Clay later married his 15 year-old servant, despite being 84 years old at the time. Four years later he divorced her. By that time his reputation of being eccentric had changed to "paranoid"; he spent his last years lonely in his White Hall estate in Kentucky.
However, Clay was a popular figure during his time as minister to Russia, and he himself felt satisfied with his diplomatic work. After his first year in office Clay returned home but soon asked President Abraham Lincoln to be sent back to Russia, and stayed in St. Petersburg until 1869, participating in the 1867 Alaska purchase.
What was the reason for his popularity?
First, the international situation promoted good relations between Russia and the U.S. Both countries were fighting for reforms to abolish the similar institutions of slavery and serfdom. Serfs were emancipated in 1861 by Tsar Alexander II's decree, while President Abraham Lincoln signed the Emancipation Proclamation in the midst of the Civil War in 1863.
Clay thus enjoyed the sympathies of Russians who considered the abolition of slavery in the U.S. and emancipation of serfs in Russia to be similarly noble causes. Both sides also bore grievances against England, on Russia's side due to English support for the Polish rebellion of 1863 and on the Northern side for England's tenuous neutrality.

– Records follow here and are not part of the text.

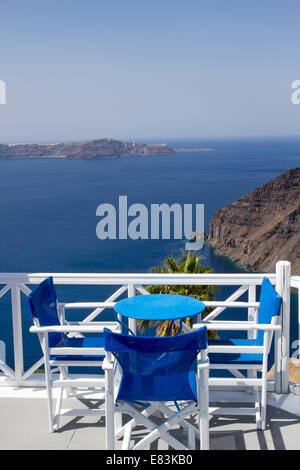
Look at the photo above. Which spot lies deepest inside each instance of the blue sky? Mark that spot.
(148, 69)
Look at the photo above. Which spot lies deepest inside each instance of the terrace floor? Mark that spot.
(24, 425)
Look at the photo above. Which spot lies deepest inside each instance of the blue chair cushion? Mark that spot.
(225, 358)
(79, 343)
(157, 369)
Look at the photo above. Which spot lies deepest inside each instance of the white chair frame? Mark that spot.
(251, 381)
(142, 417)
(65, 381)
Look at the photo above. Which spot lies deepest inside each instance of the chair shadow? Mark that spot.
(226, 433)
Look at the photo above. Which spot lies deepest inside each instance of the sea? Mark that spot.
(48, 213)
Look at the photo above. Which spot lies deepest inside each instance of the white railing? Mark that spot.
(133, 284)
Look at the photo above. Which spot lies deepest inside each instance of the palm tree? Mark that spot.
(187, 264)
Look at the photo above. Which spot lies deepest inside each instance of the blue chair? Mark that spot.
(247, 355)
(64, 346)
(157, 371)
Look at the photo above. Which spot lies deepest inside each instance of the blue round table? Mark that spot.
(159, 307)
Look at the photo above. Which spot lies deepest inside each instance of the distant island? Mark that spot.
(201, 149)
(89, 150)
(262, 227)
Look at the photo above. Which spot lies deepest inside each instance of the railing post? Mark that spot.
(132, 321)
(17, 332)
(252, 311)
(282, 340)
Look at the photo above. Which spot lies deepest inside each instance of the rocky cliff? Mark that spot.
(262, 227)
(95, 149)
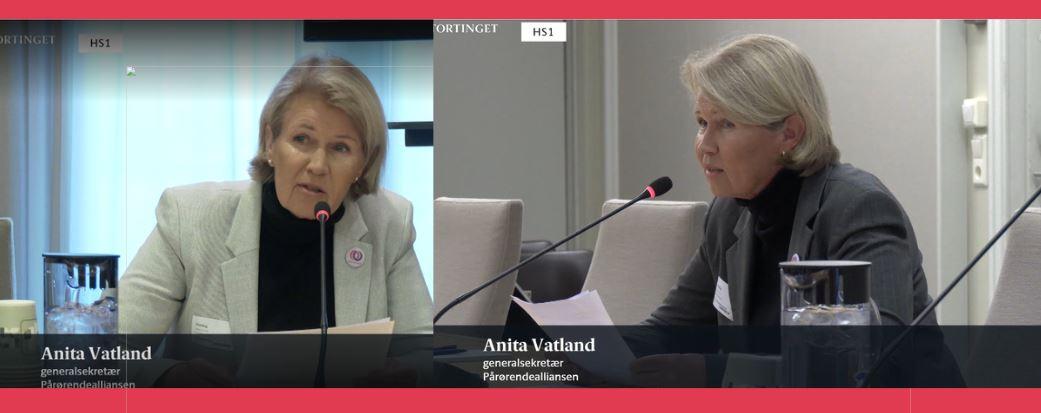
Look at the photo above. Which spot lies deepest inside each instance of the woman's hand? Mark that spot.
(669, 370)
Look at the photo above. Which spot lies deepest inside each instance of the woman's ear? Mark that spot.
(794, 128)
(269, 138)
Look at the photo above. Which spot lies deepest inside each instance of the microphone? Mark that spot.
(917, 320)
(656, 188)
(322, 214)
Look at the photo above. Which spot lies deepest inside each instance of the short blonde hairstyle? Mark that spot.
(344, 86)
(761, 79)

Clay's tenure thus lay within a period of the most intensive contacts and visual demonstrations of friendship between Russia and the U.S. in the 19th century. He was minster to Russia in the fall of 1863 when the Russian Navy arrived at New York harbor to demonstrate support for the Northern cause and he was in St. Petersburg in the spring of 1867 for the sale of Alaska.
Second, Clay was born an "aristocratic" Southerner and obviously felt an affinity for the aristocratic Russian court. Culturally, Russian nobility resembled Clay, an elite of the Old South. He felt at home there — probably more so than he felt among his Northern political allies in the U.S.
In his diplomatic dispatches, Clay cited among his predecessors South Carolinian politician Francis Pickens as the most popular U.S. representative in Russia of the recent years, thereby juxtaposing their shared cultural refinement to the unpolished Northern commoners that filled the position in between.
However, perhaps the most important reason for his success in Russia was his social alienation back home. A Southerner by birth, he could not easily participate in the war on the Northern side nor cheer the destruction of the Old South.
Russia, which abolished serfdom peacefully, offered Clay a much more desirable model for resolving the problem of bondage when, alas, his Motherland choose a bloodier road.
Clay probably realized that his decision to stay out of the Civil War and the political struggle at home would cost him further career advancement, and it was indeed the price he paid.
Decades later Clay lamented his loss of influence while L.Q.C. Lamar, the South's unrecognized representative to Russia, became secretary of interior in President Grover Cleveland's administration.
 Nevertheless, his name will be remembered — at least by Muhammed Ali.
Ivan Kurilla is a professor at Volgograd State University.